Inanna

Reina del Cielo y de la Tierra

Historia

Sumeria, la tierra habitada por los antiguos sumerios, está situada en la mitad sureña del Irak moderno, en los valles aluviales de los ríos Tigris y el Eufrates, aproximadamente entre la Bagdad moderna y el Golfo Pérsico, en un área de alrededor de 10,000 millas cuadradas. Su clima es cálido y seco, su terreno arrasado por los vientos, no tiene minerales y cuenta con muy poca piedra y madera – una tierra sin esperanza, al parecer condenada a la pobreza y la desolación. Pero el pueblo sumerio fue talentoso, enérgico, innovador, con gran inventiva tecnológica y grandes recursos ideológicos, que con la ayuda de la irrigación y una visión relativamente pragmática acerca de la vida y sus misterios, convirtió a esta tierra pobre en un verdadero jardín del edén.

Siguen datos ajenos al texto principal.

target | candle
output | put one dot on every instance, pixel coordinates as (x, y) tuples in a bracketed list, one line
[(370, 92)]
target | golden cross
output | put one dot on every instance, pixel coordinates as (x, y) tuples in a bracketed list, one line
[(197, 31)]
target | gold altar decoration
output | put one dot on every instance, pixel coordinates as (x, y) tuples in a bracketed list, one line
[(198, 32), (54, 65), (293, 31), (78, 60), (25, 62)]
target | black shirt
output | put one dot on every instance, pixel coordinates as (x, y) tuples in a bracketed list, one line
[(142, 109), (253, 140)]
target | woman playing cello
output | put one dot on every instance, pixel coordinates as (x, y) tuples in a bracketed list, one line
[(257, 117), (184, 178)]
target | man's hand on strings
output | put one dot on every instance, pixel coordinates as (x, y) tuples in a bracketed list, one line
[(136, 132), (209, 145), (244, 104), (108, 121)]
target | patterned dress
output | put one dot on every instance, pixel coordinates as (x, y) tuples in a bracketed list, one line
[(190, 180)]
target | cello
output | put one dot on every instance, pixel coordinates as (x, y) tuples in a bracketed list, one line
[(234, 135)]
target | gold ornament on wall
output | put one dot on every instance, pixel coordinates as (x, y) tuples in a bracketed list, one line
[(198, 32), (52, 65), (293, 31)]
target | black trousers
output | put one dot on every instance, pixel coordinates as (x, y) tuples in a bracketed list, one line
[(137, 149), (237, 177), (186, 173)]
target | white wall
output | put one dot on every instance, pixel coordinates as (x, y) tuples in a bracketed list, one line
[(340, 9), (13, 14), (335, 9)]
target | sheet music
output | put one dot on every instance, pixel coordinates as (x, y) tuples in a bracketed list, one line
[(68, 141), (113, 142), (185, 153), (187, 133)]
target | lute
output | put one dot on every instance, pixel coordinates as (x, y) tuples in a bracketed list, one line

Fue en Sumeria donde se crearon los primeros centros urbanos, y fue en sus ciudades donde el sistema cuneiforme de escritura se desarrolló a lo largo de los siglos, para extenderse por todo el Cercano Oriente. Testimonio de ello son las tabletas cuneiformes recientemente descubiertas en la lejana Ebla al noroeste de Siria. Las ideas, técnicas y logros de los sumerios en las áreas de religión, educación, literatura y leyes dejaron una profunda impresión sobre sus vecinos, y hasta cierto punto, aun en la cultura del hombre occidental moderno. En más de un aspecto, Sumeria puede ser designada con justicia la “cuna de la civilización”.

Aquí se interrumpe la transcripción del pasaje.